Considering whether or not the AMC should be wind down, a two-case scenario is presented. First, the tail scenario is one where the AMCON ends up been an arm of the NDIC, just like Resolution Trust Corporation which later became a division of the Federal Deposit Insurance Corporation. On the other hand, the head scenario revolves round the corporation becoming more independent and winding down its balance-sheet. Moreover, rather than reward moral hazard, it must restructure its capital and be more profit oriented. Anything less will be self-injurious in the long term.
The total foreign exchange turnover for the month of July 2018 stood at $12.16 billion. Thereby putting foreign exchange turnover at the OTC hitting at a twelve month low. At the same time underlining a 36.16% decline compare to the previous month.
The dynamic was largely due to the dip in oil revenue coupled with depressed activity in the import and export window, as inflows from the import and export window slipped from $3.393 billion in June to $3.93 billion in July, reflective of 15.9% fall in inflows from the import and export window.

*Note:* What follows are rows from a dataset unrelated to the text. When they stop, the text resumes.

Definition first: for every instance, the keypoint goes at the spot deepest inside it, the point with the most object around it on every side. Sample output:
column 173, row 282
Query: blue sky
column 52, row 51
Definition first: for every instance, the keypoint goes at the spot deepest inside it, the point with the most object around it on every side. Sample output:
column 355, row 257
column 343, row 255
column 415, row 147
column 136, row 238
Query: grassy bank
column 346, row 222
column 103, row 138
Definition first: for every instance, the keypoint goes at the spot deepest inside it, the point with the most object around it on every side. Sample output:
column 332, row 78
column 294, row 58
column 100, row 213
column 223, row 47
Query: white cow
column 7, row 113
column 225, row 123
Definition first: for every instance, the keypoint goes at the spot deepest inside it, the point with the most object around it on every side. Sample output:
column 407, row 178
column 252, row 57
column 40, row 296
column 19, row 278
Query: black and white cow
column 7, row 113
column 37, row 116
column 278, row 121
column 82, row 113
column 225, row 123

Fig 1: Import and Export Window
Holistically, the relative lean activity in foreign exchange turnover have led to increased intervention by the Central Bank, therefore underlining the budding time inconsistency in the current exchange rate policy. As such lean activity has piled pressure on the foreign exchange reserves, at the same time widening the premium on the Naira. The recent policy by the fiscal authorities to introduce a new minimum wage or high base pay pitches monetary policy up against a second round effect. While high base pay tend to revive consumption, however it ignores the macro imbalances and strong export concentration which causes a dent in consumption.
In the same vein, fixed income turnover for the month of June also dip by 21.4% from N7.85 trillion to N6.16 trillion. The decline was due to a slip in both Treasury bill turnover and federal government bond. However, the spread between the 3 month bill and 10 year federal government bond stood at 193 basis to close at 3.25%.

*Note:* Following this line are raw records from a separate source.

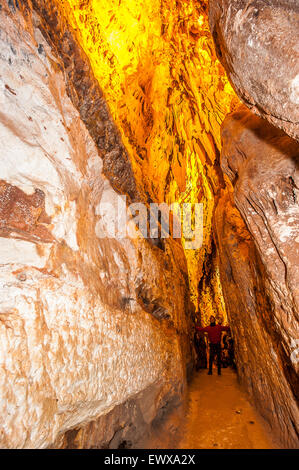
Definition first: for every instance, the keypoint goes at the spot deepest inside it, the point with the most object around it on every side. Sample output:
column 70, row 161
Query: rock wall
column 256, row 224
column 257, row 43
column 87, row 324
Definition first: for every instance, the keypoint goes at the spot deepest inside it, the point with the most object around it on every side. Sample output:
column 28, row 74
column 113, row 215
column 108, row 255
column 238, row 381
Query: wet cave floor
column 217, row 415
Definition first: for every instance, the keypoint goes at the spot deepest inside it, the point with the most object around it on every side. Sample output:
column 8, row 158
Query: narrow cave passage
column 109, row 111
column 216, row 415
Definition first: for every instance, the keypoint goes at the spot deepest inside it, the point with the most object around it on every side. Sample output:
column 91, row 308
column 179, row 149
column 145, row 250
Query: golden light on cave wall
column 168, row 95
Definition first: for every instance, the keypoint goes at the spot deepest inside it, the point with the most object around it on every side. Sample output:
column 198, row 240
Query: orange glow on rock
column 168, row 95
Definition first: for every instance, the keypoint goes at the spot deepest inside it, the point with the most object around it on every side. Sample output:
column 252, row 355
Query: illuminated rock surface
column 106, row 98
column 259, row 257
column 257, row 43
column 86, row 323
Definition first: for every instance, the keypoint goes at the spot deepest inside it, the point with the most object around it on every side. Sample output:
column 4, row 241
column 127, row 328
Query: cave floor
column 217, row 415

The increase refinancing of short term instrument via long term instrument underline government policy as it tilt toward more long term demand leading finance policy, evolving maturities left the market a flush with liquidity.
Fig 2: Fixed Income Turnover
Monday, August 20, 2018
The July 2018 Producer Price Index for Germany will be released this day.
Tuesday, August 21, 2018
Switzerland’s Trade Balance Statistics for July 2018 will be released this day just as New Zealand and Canada releases its Retail Sales Q2 2018 and Wholesale Sales June 2018 Report, respectively.

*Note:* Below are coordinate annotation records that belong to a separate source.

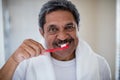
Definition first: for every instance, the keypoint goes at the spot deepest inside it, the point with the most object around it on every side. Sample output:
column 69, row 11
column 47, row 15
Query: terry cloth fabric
column 89, row 66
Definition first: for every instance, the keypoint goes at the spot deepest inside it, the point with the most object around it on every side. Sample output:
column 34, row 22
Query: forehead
column 59, row 17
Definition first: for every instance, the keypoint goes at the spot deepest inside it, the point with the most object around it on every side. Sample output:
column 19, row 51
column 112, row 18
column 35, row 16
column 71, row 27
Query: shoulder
column 104, row 69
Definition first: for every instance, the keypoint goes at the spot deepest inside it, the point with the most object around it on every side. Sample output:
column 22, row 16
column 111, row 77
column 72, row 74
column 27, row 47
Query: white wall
column 97, row 25
column 106, row 31
column 2, row 53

Wednesday, August 22, 2018
The National Bureau of Statistics will this day release the Nigerian Capital Importation Report for Q2 2018
Japan’s All Industry Activity Index Report for June 2018 will be released this day just as the United States releases its Retail Sales and Industrial Production Existing Home Sales Report for July 2018.
Thursday, August 23, 2018
The Institute of Directors will this day hold the Independent Directors Masterclass in Lagos, while the Association of Enterprise Risk Management Professionals Workshop holds its MCRE (Mandatory Continuing RISK Education) Workshop in Abuja.
Japan’s Inflation Report for July 2018 will be released this day.
Friday, August 24, 2018
The 25th Annual Lapo Development Forum and the 2018 Annual Seminar of the Employment and Industrial Law Committee of the Section on Business Law of the Nigeria Bar Association will hold this day.
France’s Consumer Confidence Report for August 2018 will be released this day, just as Germany releases its Gross Domestic Product Report for Q2 2018.